Der erste Biograph des heiligen Franziskus, Thomas von Celano, beschreibt die Weihnachtsnacht von 1223, deren 800. Jahrestag wir dieses Jahr begehen. Als Franziskus ankam, war schon alles vorbereitet: die Krippe mit Heu, Ochs und Esel. Der Anblick der Weihnachtsszene erfüllte die herbeigeeilten Menschen mit unsagbarer, nie zuvor gekannter Freude. Dann feierte der Priester über der Krippe feierlich die Eucharistie und machte so die Verbindung zwischen der Menschwerdung des Sohnes Gottes und der Eucharistie sichtbar. Bei dieser Gelegenheit kamen in Greccio keine Figuren zum Einsatz: Die Anwesenden selbst haben die Krippenszene dargestellt und erlebt.

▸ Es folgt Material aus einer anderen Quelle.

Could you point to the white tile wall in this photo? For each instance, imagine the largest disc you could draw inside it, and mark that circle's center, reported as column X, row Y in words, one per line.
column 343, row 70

Ich bin mir sicher, dass die erste Krippe, die schon vor 800 Jahren ein großes Werk der Evangelisierung vollbrachte, auch heute noch Anlass zu Staunen und Verwunderung geben kann. Was der heilige Franziskus mit der Einfachheit dieses Zeichens begann, hat noch heute Fortbestand als wahre Form der Schönheit unseres Glaubens.

Vatikanstadt, 27. September 2023

Franziskus

Die Krippe

»Es nahte aber der Tag der Freude, die Zeit des Jubels kam heran. Aus mehreren Niederlassungen wurden die Brüder gerufen. Männer und Frauen jener Gegend bereiteten, so gut sie konnten, freudigen Herzens Kerzen und Fackeln, um damit jene Nacht zu erleuchten, die mit funkelndem Sterne alle Tage und Jahre erhellt hat. Endlich kam Franziskus, fand alles vorbereitet, sah es und freute sich. Nun wird eine Krippe zurechtgemacht, Heu herbeigebracht, Ochs und Esel herzugeführt. Zu Ehren kommt da die Einfalt, die Armut wird erhöht, die Demut gepriesen, und aus Greccio wird gleichsam ein neues Betlehem.«

Thomas von Celano, Die Krippe von Greccio

Wer in der Krippe ist glücklich?

Wer in der Krippe ist glücklich? Das würde ich gerne euch, die Kinder, fragen, die ihr gern die kleinen Statuen betrachtet … und sie vielleicht auch gern ein wenig bewegt, verschiebt, und euren Vater ärgert, der sie mit so viel Sorgfalt aufgestellt hat!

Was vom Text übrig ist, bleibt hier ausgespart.